Chacun donne ce qu’il a: vous, vous avez donné et votre papa et votre grand frère; vous les avez donnés à la France, vous les avez donnés pour qu’ils nous sauvent de la barbarie et du pillage et des massacres qui ont ensanglanté la Belgique et une partie de notre cher pays.

C’est grâce à leur bravoure, à leurs privations, à leurs souffrances, à leurs sacrifices que nous avons échappé et que nous échapperons à tant d’horreurs.

Soyez fiers, mes chers enfants, oui, soyez fiers pour toute la durée de votre vie d’avoir donné, pour sauver la France et le monde, ce que vous avez de plus précieux.

Vous avez donné aussi votre travail: même les petits des écoles maternelles n’y ont pas manqué. Oh! les innombrables et chers petits paquets où vous avez mis toute l’agilité de vos doigts et tout l’empressement de votre jeune et ardent patriotisme! Oh! les délicieuses lettres que vous y avez introduites, ces lettres où l’on sent déborder toute la tendresse et toute la délicatesse de vos sentiments! Ce soldat, inconnu de vous, pleurera d’émotion en lisant les touchantes lignes que vous lui adressez et de loin il enverra un baiser à la mignonne enfant qui aura travaillé pour lui, un baiser de remerciement et de reconnaissance qui sera pour vous un gage de bonheur. Et il combattra avec plus de courage encore pour éloigner de sa petite bienfaitrice le danger qui la menace.

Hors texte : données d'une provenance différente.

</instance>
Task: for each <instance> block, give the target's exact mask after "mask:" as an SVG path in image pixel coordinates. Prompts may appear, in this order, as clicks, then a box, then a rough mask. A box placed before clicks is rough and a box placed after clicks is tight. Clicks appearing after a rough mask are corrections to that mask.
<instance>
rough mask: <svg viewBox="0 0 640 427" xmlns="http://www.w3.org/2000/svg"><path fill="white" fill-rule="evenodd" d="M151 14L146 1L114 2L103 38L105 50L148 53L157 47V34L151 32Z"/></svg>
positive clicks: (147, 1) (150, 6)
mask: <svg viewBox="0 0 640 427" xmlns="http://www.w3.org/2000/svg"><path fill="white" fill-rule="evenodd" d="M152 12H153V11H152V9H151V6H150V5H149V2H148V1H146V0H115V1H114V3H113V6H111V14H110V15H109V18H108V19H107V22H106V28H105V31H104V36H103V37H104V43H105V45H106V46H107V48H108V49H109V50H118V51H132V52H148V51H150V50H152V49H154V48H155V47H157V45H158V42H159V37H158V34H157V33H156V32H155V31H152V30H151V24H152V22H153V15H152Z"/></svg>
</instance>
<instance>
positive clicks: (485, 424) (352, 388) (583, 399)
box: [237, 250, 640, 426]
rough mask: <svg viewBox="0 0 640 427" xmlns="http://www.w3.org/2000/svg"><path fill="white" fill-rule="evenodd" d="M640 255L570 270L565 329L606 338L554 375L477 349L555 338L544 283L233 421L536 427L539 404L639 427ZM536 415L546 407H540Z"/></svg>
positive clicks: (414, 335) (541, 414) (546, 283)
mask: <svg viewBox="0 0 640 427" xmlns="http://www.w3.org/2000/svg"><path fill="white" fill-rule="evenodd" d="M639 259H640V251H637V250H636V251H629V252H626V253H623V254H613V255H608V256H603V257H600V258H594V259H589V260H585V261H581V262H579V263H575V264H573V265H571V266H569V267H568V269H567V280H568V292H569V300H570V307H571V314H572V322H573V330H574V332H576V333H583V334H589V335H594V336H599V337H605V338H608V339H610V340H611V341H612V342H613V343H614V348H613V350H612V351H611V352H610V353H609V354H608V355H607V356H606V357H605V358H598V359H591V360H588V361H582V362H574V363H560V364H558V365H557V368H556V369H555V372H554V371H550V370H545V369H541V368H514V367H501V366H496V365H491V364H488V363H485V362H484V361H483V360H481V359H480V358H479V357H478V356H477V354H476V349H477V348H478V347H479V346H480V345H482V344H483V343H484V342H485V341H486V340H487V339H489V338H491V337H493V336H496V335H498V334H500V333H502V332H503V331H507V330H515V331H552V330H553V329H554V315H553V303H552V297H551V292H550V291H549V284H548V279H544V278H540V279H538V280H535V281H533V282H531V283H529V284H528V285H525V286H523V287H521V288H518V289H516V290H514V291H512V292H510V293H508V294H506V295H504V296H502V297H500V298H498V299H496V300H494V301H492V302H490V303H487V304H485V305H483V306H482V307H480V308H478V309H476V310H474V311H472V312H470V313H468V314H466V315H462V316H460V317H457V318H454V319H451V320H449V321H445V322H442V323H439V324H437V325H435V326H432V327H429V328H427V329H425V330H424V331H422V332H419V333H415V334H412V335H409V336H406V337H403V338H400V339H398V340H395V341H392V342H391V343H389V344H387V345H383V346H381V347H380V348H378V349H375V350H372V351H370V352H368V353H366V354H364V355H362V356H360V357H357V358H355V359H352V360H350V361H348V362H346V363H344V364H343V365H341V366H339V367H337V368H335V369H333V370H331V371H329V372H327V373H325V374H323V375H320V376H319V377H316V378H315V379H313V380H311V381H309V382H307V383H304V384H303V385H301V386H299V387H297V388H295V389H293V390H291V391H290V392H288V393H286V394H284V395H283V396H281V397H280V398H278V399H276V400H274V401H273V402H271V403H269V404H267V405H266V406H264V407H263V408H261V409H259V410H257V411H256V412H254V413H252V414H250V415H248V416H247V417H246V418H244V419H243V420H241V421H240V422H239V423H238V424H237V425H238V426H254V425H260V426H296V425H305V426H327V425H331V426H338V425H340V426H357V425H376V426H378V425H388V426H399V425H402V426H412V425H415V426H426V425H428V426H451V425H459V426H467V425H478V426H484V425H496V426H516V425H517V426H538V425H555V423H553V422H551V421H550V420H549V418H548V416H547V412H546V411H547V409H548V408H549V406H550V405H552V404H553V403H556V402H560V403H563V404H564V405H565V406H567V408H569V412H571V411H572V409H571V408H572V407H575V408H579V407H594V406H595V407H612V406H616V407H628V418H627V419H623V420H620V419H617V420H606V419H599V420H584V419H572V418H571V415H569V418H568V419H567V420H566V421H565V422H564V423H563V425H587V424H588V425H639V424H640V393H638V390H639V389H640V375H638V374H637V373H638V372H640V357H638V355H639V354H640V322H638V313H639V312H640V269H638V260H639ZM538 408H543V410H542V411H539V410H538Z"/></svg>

Écoutez, comme exemple, cette lettre d’une enfant de 6 ans, la petite Gilberte:

«Je t’embrasse bien fort, cher petit soldat. Elle est bien contente de t’envoyer son travail et avec ses petits sous de t’acheter un paquet de tabac».

Et cette autre:

«Brave petit soldat, je suis bien contente de vous envoyer le produit de mon travail. Puissiez-vous avec cela souffrir un peu moins du froid! Revenez-nous bientôt. Tous nous vous attendons avec confiance».

Il faudrait en citer des milliers. Je ne puis cependant passer sous silence cette jeune élève qui embrasse son correspondant en attendant que la victoire lui donne aussi son baiser sur le front: celle enfin qui remercie son cher soldat grâce à qui, dit-elle, elle pourra continuer à apprendre la langue française. Tout cela est très touchant et nous prouve que nous avons une belle, une admirable génération qui nous fera une France encore plus digne d’être aimée que par le passé.

Mais je reviens aux motifs qui ont provoqué cette réunion.

Certes, l’enfance garde toujours son caractère et a pour les jouets une prédilection marquée, mais aujourd’hui Madame Raymond Poincaré a pensé que l’utile doit passer avant l’agréable; au lieu des jouets habituels, elle vous offre pour l’hiver des vêtements bien chauds. Elle veut vous les remettre de ses propres mains: à ce détail, on la reconnaîtrait sans la nommer.

Madame, veuillez agréer tous nos remerciements au nom des familles et en notre nom à tous pour le Noël que vous nous offrez cette année.

Veuillez aussi transmettre à M. le Président de la République, qui est associé à votre bonne œuvre, l’hommage de notre entier dévouement et de notre profond respect.